Vous rappelez-vous du Jello trois couleurs et des dîners Swanson? Des saucisses La belle fermière et des Smarties jamais bleus? Peut-être que oui, peut-être que non, parce que ces réalités datent d'une autre époque. D'année en année, la cuisine change. Nos approches et nos techniques se peaufinent ou reviennent aux classiques. Nos goûts voyagent. Regard côté assiette et restaurant sur ce que propose 2011, que l'on vous souhaite joyeuse, repue et savoureuse.

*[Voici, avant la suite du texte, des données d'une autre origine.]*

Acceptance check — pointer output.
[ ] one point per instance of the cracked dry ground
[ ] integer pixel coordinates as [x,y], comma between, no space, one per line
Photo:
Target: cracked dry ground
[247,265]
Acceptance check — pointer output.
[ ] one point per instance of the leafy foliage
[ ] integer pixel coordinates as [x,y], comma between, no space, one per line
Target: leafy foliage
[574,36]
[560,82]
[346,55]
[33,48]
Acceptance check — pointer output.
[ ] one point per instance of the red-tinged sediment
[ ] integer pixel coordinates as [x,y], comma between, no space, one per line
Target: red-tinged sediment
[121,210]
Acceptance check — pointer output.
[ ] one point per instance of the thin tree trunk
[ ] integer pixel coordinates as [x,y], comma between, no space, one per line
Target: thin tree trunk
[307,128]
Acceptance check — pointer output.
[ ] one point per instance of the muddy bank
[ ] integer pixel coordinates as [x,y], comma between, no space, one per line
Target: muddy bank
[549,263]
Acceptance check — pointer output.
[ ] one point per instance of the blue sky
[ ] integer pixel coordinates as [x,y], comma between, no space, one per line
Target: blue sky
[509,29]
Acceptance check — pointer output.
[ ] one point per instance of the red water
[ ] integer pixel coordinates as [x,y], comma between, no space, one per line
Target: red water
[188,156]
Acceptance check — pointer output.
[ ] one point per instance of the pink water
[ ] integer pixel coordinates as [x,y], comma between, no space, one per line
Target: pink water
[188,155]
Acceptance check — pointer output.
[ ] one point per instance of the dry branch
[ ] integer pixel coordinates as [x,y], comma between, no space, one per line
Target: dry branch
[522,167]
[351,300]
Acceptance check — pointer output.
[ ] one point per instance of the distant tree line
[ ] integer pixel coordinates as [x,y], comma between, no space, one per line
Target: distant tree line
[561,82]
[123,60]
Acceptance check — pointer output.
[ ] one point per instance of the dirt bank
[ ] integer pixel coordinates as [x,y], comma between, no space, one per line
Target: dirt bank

1. Après beaucoup de place accordée à la rusticité pendant les années 2000, la créativité s'impose à nouveau. Car même si on aime bien le spagat' aux boulettes et le pâté à la viande, on peut en faire le tour. De la poutine réinventée? Plus capable. Des côtes levées? Oui, mais encore. Est-ce dire que la cuisine très fine, très sophistiquée faite avec des produits très luxueux fait un grand retour? Pas du tout. L'heure est à une troisième voie, soit une cuisine très créative, délicate, mais préparée avec des ingrédients simples, accessibles. Premier plat qui nous vient en tête pour décrire cette tendance: les pappardelle de navet - oui, les pâtes sont en fait des lanières de légumes - de Marc-André Jetté aux 400 Coups, à Montréal. Mais on pourrait aussi parler d'une magnifique assiette brocoli et mousse au persil chez Relae à Copenhague ou de pratiquement toutes les tapas de Dos Palillos à Barcelone.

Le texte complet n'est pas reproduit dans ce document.